The Vanishing Class: Why Does High School Fail So Many?

Mitchell Landsberg:

On a September day 4 1/2 years ago, nearly 1,100 ninth-graders — a little giddy, a little scared — arrived at Birmingham High School in Van Nuys. They were fifth-generation Americans and new arrivals, straight arrows and gangbangers, scholars and class clowns.
On a radiant evening last June, 521 billowing figures in royal blue robes and yellow-tasseled mortarboards walked proudly across Birmingham’s football field, practically floating on a carpet of whoops and shouts and blaring air horns, to accept their diplomas.
It doesn’t take a valedictorian to do the math: Somewhere along the way, Birmingham High lost more than half of the students who should have graduated.
It is a crucial question, not just for Birmingham but for all American schools.
High school dropouts lead much harder lives, earn far less money and demand vastly more public assistance than their peers who graduate.

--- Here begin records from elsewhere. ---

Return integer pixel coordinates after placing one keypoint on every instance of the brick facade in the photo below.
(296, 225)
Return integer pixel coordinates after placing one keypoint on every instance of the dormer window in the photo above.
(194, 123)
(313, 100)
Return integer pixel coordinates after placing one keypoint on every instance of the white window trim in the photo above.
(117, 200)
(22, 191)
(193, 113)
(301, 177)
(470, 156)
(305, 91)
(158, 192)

Lucy Mathiak posted MMSD dropout data, including those who showed high achievement during their elementary years.

One thought on “The Vanishing Class: Why Does High School Fail So Many?”

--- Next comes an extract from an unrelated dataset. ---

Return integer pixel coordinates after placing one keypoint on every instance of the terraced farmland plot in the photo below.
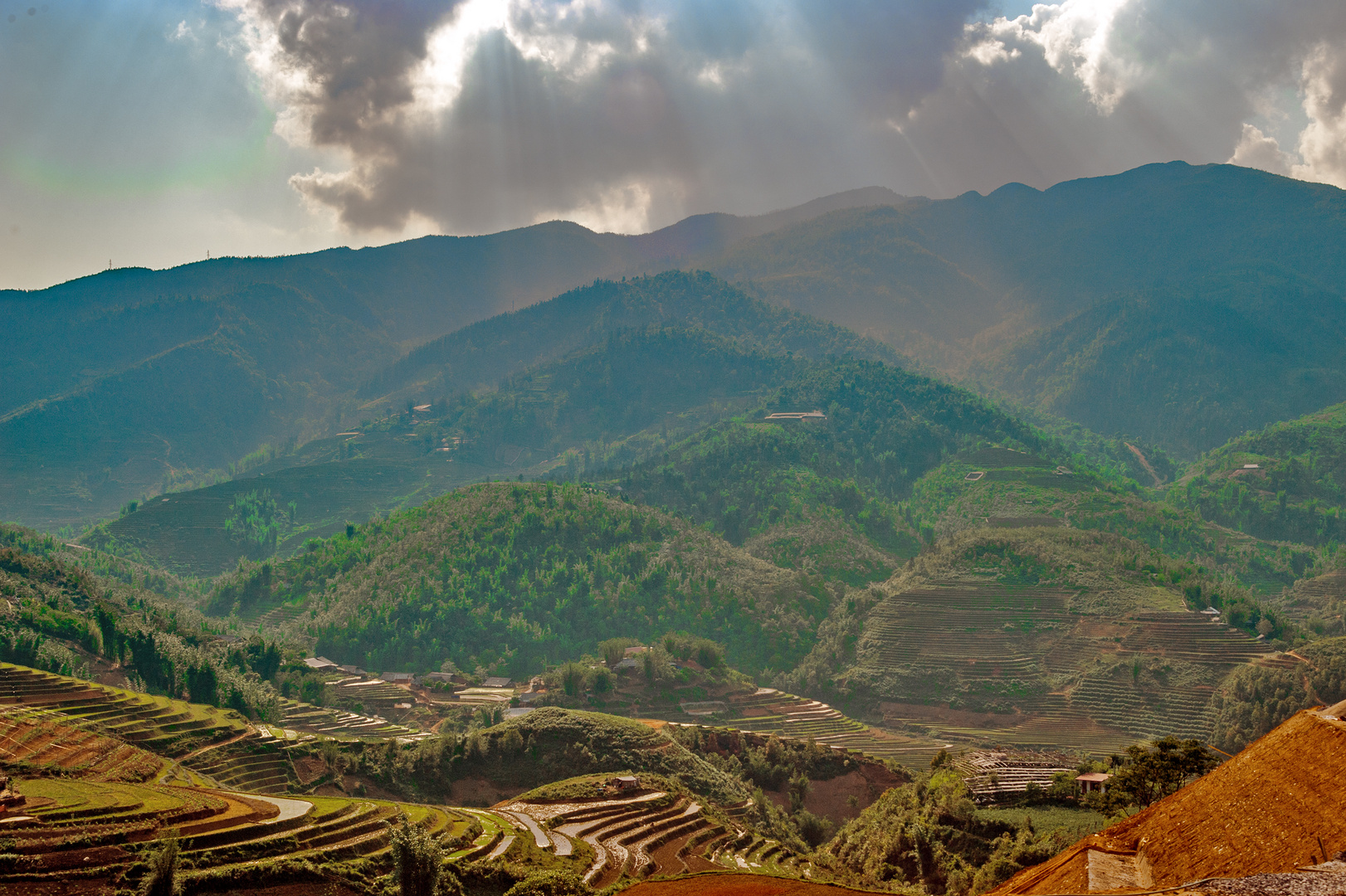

  1. Did anyone else read far enough in that (very long) article, to hear that one of the things they are hoping will make a big difference is the development of “small learning communities”? But it sounds like theirs will each concentrate on a smaller interest area that can try to get those kids involved enough to keep working. For example, communities that focus on journalism, performance arts, technology, etc.
    This isn’t even a bad school, yet they lose way more than the district admits to dropping out (even when you do try to account for kids from the original 1100 who moved schools, went to a technical school, are in home study courses, etc.). IN my own experience, almost 25 years ago, a year-and-a-half AFTER I had transferred to a private school at the end of middle school, our local high school called my mom and dad during the day in November to tell them I was not at school that day, and were they aware that I had been skipping a lot lately. They also failed to identify themselves immediately, other than “calling from school”, and nearly gave my mom a heart attack when they asked her if she was “aware that your daughter is not in school today”. I too, grew up in a good district, in a state known for quality education, and that was over 20 years ago already. The districts can’t even keep track of the students they do still have, they have no idea what happened to the ones who left.